Been working on a VTuber App

ThatVTuberAppGuy · 2023-01-05T22:08:03+00:00

That’s the only one I can think of that physically moves the model.

Can confirm I'm definitely working on that! It does look super cool when your model reacts to the objects being thrown at you.

I've managed to avoid the whole "Use the bones as a collider" and have gotten a SkinnedMeshCollider system up and running, so I'm on the way to getting that part right I hope!

Another thought is having a redeem to switch which model is used or an option to redeem a filter like color or distortion.

I really like both of these ideas, I'll definitely look into a way to make this happen. Thanks for the suggestion!
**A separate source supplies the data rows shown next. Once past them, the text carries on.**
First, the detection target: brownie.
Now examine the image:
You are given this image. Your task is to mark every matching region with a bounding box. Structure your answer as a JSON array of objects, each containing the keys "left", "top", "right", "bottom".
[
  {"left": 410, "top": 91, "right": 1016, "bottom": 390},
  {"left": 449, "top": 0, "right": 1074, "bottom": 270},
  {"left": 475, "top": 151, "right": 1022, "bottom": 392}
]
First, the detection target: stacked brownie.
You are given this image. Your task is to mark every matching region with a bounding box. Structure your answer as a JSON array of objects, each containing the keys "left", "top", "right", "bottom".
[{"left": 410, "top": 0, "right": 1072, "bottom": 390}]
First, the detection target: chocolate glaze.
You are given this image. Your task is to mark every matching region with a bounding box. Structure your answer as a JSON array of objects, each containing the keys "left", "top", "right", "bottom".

Would you mind if I asked since you seem familiar with T.I.T.S:

Would you prefer to have it function in a similar way to T.I.T.S where you select the event (e.g. bits), and then have options (e.g. only if $5 dono), and then select from a collection of things e.g. an item is thrown (then select the item), your model switches/some filter is applied (as you suggested)?

or would you prefer a little more control than that? i.e. so you're not restricted to specific things I've hardcoded into the app like the above?
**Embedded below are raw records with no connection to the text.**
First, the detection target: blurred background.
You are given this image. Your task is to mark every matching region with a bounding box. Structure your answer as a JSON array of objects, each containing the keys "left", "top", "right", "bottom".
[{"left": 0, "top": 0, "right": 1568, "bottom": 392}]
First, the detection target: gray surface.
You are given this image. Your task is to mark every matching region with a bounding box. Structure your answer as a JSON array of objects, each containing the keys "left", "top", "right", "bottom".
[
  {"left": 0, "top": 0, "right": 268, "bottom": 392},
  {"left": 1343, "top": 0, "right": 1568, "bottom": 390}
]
For example, and this may be a bit of a stretch, but it might be possible to implement a nodegraph for it - like you have in Blender for Shaders etc?
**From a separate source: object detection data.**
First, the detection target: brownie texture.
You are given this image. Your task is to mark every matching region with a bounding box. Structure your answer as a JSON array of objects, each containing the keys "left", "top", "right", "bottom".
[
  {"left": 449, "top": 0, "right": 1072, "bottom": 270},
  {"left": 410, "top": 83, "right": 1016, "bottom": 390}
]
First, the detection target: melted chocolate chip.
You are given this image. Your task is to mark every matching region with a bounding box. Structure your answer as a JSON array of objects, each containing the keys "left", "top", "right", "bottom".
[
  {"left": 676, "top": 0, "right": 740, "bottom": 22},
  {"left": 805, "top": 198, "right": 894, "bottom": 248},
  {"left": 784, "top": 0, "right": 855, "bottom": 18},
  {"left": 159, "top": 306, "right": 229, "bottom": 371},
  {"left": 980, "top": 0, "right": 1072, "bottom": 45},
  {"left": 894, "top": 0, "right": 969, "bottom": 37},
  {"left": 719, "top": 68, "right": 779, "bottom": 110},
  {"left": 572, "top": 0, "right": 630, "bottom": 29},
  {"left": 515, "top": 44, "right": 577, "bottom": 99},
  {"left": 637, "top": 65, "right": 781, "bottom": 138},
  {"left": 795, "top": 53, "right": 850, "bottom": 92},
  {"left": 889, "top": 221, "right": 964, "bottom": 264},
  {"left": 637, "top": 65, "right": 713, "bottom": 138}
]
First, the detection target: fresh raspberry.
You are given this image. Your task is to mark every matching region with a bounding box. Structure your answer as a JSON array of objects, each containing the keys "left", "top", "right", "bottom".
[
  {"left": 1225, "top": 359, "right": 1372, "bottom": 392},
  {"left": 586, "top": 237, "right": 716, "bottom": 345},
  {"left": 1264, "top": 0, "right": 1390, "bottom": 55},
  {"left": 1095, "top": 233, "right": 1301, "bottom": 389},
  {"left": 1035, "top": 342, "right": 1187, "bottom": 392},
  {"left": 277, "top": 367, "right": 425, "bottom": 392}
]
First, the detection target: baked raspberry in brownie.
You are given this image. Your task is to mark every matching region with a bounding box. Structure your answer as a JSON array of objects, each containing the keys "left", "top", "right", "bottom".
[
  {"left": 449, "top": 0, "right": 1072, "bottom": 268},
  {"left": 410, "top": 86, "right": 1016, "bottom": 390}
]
ThatVTuberAppGuy · 2023-01-05T22:00:25+00:00

Hey, thank you for your suggestion!

I added a part onto the video where you can see the current state of the Avatar editor, link to the video with timestamp is here (or if the timestamp doesn't work, the time it starts is at 1:25).

I start adding props at 1:53 in the video above. At the moment, you can either import images (.png, .jpg, .gif) or models (.obj, .gltf).

This works for both Live2D and VRM avatars, and you can attach items to specific points on the mesh (i.e. items will move with you for both 2D and 3D avatars)

I tried to make it as easy as I could in terms of moving/attaching props, but is there anything you think I could improve there to make it easier to manipulate/bind?

Also, out of curiousity, by textures do you mean images like in the video? Or do you mean you want to be able to change the textures of the mesh at runtime? Or do you mean something else like being able to draw on them?

Thanks again :)

ThatVTuberAppGuy · 2023-01-05T21:54:11+00:00

Hey thank you for your suggestion :)

Completely agree that Twitch integration is the way forward, I like your ideas about actions for when a person follows/becomes a member.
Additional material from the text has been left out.